One such initiative involves creating 3D holograms of Holocaust survivors, ensuring they can share their experiences with people of all ages in perpetuity. In 2017, the Illinois Holocaust Museum and Education Center in Chicago became the first museum to unveil a permanent exhibit featuring survivor testimonies told through 3D holograms.

The 3D holograms are produced using special digital technology, “New Dimensions in Testimony,” developed by the USC Shoah Foundation in Los Angeles. The process can be grueling for the survivors, who are filmed answering questions about their experiences for up to five or six hours. But when the filming is complete, the hologram creators have the answers to hundreds or even thousands of potential questions from museum visitors, which the holograms can be programmed to offer in the course of an interactive conversation.

Traditional Media Lacks Personalization

Although Holocaust survivors’ stories can also be preserved for future generations in books and films, these traditional media can’t foster a personal, one-to-one connection with their subjects. Based on my own experiences, listening to a Holocaust survivor tell you their story in person, and having them answer any questions you have, is far more powerful than a written account or an actor’s portrayal on film.
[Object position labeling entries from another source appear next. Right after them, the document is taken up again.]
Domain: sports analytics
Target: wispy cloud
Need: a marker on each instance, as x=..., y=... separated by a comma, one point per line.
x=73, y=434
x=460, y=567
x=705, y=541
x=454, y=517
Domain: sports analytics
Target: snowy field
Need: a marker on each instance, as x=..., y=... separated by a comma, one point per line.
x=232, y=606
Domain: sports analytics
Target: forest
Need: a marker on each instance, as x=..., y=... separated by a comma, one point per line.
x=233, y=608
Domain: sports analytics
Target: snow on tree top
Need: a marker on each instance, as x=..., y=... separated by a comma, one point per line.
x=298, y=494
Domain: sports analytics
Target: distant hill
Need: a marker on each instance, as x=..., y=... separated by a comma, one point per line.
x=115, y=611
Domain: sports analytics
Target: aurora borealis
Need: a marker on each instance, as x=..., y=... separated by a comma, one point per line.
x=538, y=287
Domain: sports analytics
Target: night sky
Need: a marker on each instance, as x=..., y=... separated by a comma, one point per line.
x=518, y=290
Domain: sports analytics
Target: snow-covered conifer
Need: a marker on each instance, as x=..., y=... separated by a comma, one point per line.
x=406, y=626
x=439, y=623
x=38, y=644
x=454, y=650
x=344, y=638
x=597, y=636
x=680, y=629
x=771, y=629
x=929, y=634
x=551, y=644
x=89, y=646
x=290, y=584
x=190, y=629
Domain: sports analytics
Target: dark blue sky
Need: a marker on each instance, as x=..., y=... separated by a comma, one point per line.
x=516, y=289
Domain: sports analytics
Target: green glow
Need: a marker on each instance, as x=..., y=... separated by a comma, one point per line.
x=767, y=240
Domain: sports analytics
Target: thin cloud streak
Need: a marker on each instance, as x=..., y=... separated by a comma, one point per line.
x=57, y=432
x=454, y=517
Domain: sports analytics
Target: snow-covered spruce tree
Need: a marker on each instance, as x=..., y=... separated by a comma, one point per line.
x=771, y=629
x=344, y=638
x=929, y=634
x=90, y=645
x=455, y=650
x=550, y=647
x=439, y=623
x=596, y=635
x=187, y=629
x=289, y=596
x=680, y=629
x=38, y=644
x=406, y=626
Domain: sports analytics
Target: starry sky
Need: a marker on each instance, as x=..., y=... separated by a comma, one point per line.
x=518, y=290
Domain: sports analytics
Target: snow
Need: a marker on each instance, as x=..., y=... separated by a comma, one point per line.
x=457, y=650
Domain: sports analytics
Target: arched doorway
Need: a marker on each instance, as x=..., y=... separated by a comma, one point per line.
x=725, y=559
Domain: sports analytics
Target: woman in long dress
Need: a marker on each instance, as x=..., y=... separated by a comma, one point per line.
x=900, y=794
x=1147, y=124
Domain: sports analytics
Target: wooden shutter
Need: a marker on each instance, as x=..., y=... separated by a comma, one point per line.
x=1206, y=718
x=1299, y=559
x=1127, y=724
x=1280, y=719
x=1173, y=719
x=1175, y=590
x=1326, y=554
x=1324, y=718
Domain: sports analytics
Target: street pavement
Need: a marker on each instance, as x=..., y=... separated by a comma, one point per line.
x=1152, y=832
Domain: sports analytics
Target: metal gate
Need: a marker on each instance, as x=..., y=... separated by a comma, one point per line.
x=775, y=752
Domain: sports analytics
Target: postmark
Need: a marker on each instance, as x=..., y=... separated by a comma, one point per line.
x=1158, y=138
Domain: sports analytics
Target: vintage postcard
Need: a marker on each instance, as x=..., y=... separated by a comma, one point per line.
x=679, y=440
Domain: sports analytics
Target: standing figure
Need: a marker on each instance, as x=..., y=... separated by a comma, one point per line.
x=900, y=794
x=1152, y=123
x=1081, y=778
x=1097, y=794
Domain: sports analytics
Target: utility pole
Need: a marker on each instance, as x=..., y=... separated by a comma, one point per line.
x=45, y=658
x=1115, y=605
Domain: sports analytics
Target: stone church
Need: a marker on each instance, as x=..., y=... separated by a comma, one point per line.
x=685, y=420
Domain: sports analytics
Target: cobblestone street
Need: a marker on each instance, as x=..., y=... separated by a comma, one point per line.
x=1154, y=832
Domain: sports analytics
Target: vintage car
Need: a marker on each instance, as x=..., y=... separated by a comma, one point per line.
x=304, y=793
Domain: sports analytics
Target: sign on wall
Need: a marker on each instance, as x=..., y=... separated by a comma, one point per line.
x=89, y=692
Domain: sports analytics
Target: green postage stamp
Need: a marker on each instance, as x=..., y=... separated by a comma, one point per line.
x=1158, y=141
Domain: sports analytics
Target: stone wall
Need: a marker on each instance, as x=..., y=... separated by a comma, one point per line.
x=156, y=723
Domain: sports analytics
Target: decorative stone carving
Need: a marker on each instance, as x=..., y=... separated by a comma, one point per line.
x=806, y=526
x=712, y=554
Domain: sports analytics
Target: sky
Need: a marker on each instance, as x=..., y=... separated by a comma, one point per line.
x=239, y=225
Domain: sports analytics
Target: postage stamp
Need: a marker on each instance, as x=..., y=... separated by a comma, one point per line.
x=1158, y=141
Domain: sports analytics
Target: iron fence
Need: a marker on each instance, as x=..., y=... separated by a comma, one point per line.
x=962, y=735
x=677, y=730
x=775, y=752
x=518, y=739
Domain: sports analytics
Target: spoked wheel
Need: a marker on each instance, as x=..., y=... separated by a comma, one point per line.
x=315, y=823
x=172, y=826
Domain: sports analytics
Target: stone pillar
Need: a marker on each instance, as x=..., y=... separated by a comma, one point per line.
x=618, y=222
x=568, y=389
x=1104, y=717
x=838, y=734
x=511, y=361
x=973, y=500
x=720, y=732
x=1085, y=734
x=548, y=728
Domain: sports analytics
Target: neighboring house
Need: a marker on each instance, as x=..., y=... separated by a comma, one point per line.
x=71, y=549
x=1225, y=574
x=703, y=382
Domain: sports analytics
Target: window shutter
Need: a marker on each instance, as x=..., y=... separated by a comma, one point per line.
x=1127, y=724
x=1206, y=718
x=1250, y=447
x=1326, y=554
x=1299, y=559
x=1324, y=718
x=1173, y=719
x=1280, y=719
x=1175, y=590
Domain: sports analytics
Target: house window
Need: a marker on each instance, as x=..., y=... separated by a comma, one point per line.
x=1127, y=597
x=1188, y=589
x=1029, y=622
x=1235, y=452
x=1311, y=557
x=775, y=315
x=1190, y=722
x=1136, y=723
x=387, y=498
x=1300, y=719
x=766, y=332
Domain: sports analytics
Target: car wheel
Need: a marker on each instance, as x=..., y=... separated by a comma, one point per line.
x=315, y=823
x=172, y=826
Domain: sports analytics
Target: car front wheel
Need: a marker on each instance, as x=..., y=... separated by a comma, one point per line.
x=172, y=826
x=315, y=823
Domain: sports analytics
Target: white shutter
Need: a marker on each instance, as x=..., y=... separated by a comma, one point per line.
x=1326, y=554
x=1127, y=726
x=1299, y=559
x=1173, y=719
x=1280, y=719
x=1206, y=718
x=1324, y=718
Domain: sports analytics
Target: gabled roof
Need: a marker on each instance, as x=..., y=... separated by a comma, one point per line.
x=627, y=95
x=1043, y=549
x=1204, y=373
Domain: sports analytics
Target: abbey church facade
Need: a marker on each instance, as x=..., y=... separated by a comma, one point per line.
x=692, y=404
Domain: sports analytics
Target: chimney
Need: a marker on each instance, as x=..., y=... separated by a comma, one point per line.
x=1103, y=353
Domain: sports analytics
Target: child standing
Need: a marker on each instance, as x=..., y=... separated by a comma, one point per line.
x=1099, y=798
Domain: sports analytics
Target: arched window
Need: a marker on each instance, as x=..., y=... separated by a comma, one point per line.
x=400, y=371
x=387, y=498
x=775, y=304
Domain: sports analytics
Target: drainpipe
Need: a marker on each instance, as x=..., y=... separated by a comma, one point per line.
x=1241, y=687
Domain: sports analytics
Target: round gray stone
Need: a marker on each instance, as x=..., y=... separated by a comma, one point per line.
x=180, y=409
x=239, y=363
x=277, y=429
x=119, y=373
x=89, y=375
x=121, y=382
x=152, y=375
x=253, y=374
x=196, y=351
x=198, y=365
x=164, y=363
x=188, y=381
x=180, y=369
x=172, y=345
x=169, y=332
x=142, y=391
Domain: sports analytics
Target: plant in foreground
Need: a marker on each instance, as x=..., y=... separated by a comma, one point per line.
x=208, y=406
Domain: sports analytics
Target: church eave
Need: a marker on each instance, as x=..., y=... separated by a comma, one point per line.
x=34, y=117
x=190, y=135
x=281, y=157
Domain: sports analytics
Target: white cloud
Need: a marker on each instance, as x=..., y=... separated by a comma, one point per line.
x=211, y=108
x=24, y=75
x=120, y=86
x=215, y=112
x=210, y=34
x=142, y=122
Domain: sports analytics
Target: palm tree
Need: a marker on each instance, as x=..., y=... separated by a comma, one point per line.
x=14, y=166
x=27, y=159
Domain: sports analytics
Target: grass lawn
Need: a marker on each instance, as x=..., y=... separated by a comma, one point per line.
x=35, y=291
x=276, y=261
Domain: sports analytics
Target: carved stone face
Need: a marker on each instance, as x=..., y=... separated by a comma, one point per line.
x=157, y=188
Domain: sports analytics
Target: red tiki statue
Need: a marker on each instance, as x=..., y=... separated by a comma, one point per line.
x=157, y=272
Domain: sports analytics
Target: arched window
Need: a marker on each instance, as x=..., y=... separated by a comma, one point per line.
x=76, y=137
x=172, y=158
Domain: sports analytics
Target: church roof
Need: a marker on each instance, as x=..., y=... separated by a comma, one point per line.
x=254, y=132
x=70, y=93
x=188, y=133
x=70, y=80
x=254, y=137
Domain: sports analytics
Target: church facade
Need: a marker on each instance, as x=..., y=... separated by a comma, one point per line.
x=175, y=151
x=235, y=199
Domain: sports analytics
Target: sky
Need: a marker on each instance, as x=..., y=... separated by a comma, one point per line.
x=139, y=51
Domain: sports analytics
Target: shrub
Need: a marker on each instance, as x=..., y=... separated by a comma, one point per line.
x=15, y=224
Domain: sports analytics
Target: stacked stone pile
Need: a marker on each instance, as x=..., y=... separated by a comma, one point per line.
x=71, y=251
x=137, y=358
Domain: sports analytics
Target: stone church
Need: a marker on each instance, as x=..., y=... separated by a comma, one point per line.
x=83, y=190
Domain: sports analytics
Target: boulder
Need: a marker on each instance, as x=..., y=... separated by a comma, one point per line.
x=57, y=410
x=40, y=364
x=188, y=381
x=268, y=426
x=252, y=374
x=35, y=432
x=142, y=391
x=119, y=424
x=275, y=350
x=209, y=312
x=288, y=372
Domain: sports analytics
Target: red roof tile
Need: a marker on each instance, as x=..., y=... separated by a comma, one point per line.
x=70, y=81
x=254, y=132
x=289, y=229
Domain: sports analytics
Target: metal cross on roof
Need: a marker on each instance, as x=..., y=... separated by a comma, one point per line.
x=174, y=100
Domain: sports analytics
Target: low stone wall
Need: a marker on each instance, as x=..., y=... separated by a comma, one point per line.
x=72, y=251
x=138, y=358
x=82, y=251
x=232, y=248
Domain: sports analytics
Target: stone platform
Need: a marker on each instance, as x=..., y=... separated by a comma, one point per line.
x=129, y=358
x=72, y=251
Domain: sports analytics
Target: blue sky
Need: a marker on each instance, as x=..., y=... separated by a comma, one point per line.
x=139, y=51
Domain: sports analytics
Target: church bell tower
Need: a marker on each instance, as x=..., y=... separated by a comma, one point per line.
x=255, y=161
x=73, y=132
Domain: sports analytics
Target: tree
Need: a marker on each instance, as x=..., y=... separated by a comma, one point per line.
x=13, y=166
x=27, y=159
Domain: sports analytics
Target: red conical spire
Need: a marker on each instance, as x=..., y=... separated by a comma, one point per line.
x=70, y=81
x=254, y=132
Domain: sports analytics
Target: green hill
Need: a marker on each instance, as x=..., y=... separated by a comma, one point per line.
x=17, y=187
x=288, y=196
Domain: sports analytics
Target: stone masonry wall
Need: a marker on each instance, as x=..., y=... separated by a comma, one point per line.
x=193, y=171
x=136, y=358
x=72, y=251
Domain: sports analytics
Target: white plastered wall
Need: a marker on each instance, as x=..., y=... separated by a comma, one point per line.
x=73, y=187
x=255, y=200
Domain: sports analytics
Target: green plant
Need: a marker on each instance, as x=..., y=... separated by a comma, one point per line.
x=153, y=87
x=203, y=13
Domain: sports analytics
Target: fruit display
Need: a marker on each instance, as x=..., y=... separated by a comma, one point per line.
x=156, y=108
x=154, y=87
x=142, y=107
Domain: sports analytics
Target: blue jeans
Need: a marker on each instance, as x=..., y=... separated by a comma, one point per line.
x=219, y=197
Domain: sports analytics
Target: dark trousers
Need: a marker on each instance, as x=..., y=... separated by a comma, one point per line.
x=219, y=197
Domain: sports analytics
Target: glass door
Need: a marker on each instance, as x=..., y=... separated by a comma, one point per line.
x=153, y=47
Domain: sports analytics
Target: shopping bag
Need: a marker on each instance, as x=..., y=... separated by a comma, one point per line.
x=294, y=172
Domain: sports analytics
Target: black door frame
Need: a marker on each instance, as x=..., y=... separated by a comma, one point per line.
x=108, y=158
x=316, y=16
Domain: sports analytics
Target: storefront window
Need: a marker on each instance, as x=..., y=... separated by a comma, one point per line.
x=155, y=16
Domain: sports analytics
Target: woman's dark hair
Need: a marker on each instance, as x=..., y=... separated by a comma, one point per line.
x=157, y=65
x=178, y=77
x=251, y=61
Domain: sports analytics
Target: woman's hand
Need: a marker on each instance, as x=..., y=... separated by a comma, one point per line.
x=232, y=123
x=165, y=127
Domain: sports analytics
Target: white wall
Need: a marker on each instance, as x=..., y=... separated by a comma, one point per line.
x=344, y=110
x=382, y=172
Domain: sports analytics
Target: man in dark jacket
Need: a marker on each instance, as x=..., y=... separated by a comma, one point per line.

In NPR’s December 19, 2017 report about the opening of the Illinois Holocaust Museum and Education Center’s survivor hologram exhibit, Shoshana Buchholz-Miller, the museum’s then-Vice President of Education and Exhibitions, said:

Nothing replaces the testimony of a survivor who is in front of an audience. It really creates this empathy that we don’t see any other way. And we are so blessed that we have that opportunity now, but we’re not going to have that opportunity forever.

Personalize Interactions with Your Audiences

Holocaust educators are proactively utilizing innovative technology solutions to help survivors share their testimonies (and communicate the lessons of this unspeakably horrific chapter of history) in an impactful, personal way, now and in the future. While not every company can use 3D hologram technology in their storytelling tactics, small, mid-size and large companies—regardless of their industry—can take advantage of cutting-edge tools to connect with their customers, instead of merely engaging with them.

Here are two examples that show how companies in different industries can use advanced technology to communicate with customers:

1. Interactive Video

Printed Instruction Manuals Can be Unhelpful

Printed instruction manuals are compiled and distributed to tell customers how to assemble or install a new kitchen appliance, piece of furniture, toy, computer, smartphone, or app. But depending on a customer’s individual mechanical ability or technical expertise, and on the clarity of the instructions and diagrams, an instruction manual can be indispensable … or downright useless.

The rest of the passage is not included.